Carbohydrate Metabolism of Isolated L. lactis Strains

Two L. lactis strains, possessing the best bile and acid tolerance (LL16 and LL76) were tested for carbohydrate metabolism. Both strains were able to ferment d-ribose, d-galactose, d-glucose, d-fructose, d-manose, N-acetylglucosamine, arbutin, esculin ferrin citrate, salicin, d-cellobiose, d-maltose, d-lactose (bovine origin), d-saccharose (sucrose). Only L. lactis strain LL16 was able to ferment d-xylose, amygdalin and glycogen.
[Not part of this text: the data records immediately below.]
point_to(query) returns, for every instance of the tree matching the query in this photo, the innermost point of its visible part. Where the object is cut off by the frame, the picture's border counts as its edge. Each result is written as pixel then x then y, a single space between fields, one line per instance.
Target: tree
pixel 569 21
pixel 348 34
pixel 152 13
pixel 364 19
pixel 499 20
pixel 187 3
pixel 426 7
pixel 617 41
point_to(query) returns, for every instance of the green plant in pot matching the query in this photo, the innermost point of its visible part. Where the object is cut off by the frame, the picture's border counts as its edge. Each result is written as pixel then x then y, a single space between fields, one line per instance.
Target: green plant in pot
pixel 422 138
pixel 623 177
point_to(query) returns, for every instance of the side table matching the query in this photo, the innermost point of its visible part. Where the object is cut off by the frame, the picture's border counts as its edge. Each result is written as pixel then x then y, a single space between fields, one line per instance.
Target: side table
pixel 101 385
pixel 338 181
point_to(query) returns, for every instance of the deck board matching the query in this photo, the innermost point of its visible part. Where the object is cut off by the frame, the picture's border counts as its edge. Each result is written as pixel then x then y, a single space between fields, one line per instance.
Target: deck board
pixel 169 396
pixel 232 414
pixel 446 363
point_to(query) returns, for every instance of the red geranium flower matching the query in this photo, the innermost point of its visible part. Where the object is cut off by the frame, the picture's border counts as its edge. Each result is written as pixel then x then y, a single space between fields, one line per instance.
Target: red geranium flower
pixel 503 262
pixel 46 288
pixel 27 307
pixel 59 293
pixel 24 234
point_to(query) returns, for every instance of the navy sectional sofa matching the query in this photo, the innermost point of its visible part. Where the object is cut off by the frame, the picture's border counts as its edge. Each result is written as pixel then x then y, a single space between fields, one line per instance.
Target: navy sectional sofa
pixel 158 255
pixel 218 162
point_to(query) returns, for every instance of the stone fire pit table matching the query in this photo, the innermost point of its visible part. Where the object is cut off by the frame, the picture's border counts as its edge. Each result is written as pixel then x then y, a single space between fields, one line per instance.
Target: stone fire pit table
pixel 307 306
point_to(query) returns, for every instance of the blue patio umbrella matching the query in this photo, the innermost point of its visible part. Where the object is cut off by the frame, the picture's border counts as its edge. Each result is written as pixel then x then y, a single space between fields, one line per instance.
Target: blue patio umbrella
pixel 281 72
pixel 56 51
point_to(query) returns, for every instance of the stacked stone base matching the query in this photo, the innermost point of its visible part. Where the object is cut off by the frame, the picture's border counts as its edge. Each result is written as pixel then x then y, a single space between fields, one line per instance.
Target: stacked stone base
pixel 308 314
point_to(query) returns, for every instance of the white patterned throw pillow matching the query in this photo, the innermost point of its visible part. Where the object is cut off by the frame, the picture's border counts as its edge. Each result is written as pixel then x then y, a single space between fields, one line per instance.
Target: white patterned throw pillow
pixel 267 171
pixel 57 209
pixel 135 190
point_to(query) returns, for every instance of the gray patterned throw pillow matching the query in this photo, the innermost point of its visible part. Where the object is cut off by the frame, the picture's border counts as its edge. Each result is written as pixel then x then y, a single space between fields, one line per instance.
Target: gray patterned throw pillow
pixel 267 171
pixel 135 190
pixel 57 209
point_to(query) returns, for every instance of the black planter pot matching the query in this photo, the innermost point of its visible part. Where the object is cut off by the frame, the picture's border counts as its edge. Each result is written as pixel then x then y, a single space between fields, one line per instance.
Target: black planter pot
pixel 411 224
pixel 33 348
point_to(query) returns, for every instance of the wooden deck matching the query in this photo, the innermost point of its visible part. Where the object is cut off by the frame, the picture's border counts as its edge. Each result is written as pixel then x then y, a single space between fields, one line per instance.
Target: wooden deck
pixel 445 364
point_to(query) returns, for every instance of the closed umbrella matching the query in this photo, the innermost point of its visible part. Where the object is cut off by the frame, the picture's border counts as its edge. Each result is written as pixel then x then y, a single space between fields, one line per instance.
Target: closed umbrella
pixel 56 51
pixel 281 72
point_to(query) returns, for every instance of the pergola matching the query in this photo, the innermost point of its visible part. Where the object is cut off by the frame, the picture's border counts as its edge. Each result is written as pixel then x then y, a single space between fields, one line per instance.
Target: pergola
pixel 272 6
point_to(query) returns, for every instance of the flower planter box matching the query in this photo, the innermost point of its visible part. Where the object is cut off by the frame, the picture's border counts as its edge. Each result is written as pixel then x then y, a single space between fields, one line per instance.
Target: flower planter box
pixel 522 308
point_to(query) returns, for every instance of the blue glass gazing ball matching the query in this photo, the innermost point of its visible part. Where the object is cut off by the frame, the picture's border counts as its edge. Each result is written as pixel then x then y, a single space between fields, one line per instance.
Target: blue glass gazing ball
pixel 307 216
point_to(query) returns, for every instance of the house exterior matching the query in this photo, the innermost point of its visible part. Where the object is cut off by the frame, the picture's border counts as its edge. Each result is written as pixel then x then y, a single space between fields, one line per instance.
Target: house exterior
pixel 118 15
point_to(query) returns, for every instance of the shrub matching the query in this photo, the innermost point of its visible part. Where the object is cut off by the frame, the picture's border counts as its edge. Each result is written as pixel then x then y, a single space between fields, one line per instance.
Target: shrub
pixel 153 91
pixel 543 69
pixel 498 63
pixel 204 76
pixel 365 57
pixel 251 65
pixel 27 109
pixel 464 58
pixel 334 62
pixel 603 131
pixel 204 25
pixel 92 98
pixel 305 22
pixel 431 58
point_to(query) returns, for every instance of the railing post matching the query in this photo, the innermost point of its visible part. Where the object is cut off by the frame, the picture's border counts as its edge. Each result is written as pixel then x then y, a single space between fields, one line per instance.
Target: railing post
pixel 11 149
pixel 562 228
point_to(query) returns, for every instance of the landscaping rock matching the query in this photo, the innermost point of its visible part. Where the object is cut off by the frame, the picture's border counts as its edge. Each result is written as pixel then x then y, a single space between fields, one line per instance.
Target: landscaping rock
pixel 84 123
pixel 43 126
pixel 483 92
Likewise, only L. lactis strain LL76 was able to ferment starch and gentiobiose.

Conclusion

In this study, two L. lactis strains (LL6 and LL76) isolated from food grade samples—raw and fermented cow milk demonstrated good probiotic potential. These L. lactis strains exhibited an important resistance in vitro to gastrointestinal tract conditions (bile salts and acid). Likewise, strains showed good auto-aggregation activity and cell surface hydrophobicity. Moreover, these two strains displayed some beneficial technological properties like salt tolerance up to 6% and good acidifying activity. Regarding antibiotic susceptibility, hemolytic, gelatinase and enzymatic activities, strains showed no activities of undesirable traits and proved to be safe. These results suggest that these two probiotic candidates can be used in the development of functional dairy foods as starter cultures due to their acidifying activity, also one strain (LL76) exhibited diacetyl production, which is a desirable trait for a starter culture.